NOTE: The SHPO activities listed above do not satisfy the requirement that at least 10 percent of each State's annual apportionment must be subgranted to Certified Local Governments. Such Pass-through subgrants may be used for any HPF eligible activity, but see Chapter 7, Exhibit 7-E for guidelines on properly reporting the results in the End-of-Year Report.
3. Eligible Activities. In addition to the Eligible Grant-Assisted Activities discussed in Section D, above, eligible activities in the Local Government Certification Program Area include:
a. Eligible activities discussed in Chapter 9.
b. Planning, organizing, and assisting the creation of Certified Local Governments.
c. Processing applications for certification or amendments to certification agreements.
d. Monitoring and amending, if necessary, the State CLG process.
e. Developing, submitting, amending, or otherwise revising the official State processes for the certification of local governments and for funds transferred to CLGs.
4. Ineligible Activities. In addition to the Ineligible Grant-Assisted Activities listed in Section E, above, the following is an ineligible activity in the Local Government Certification Program Area:
Pass-Through funds may not be awarded to a local government that is not yet certified or has lost its certification. CLG subgrant projects must be reported in the applicable Program Area (e.g., a local survey of a section of a CLG community should be shown in the Survey and Inventory Program Area; see Exhibit 7-E).
Q. Other Activities Program Area.
1. General. Activities in this program area include any activity that is eligible for HPF assistance but that does not readily fall within one of the Program Areas described above, or involves Multiple Program Areas and the activity cannot reasonably be divided among the specific Program Areas (see Section D, above).

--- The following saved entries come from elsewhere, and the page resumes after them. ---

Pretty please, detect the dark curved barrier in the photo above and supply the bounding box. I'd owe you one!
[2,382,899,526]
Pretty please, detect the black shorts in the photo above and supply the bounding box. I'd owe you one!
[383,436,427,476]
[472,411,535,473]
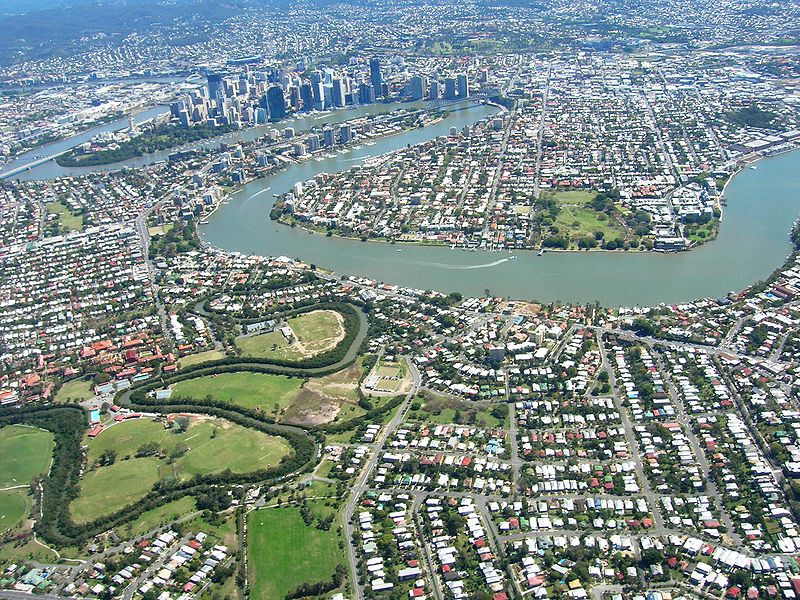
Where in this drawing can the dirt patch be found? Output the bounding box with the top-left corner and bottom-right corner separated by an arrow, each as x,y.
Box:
497,300 -> 541,315
286,310 -> 346,358
280,388 -> 343,427
280,362 -> 363,427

2. Requirements. See the General Requirements for Grant-Assisted Activities discussed in Section C, above.
3. Eligible Activities. In addition to the Eligible Grant-Assisted Activities discussed in Section D, above, the eligible activities in the Other Activities Program Area include (subject to the provisions of Chapters 12 and 13):
a. General outreach programs that directly pertain to HPF grant-assisted preservation programs and projects.
b. General purpose public education activities, including brochures, newsletters, conferences, etc.
c. HABS/HAER documentation projects.
d. Assistance for salaries and operating expenses for Statewide or local preservation organizations conducting activities in more than one Program Area.
4. Ineligible Activities. See the Ineligible Grant-Assisted Activities listed in Section E, above.
R. Program Areas Applicable to the National Trust for Historic Preservation.
Section 101(d)(2) of the Act provides for grants to the National Trust "for the purpose of carrying out the responsibilities of the National Trust." The following are the general categories of functions which describe the activities for which HPF assistance may be provided to the National Trust:
1. General and Administration. Includes the functions necessary to maintain an adequate working environment; provide general management, coordination and articulation of the National Trust’s program and operations; including functioning of the Board of Trustees and Board of Advisors; legal counsel, information technology and the financial and budgetary responsibilities of the National Trust.
2. Historic Properties. Preserve and manage for public benefit the National Trust’s historic sites and administer a program to foster the preservation of other historic sites nationwide.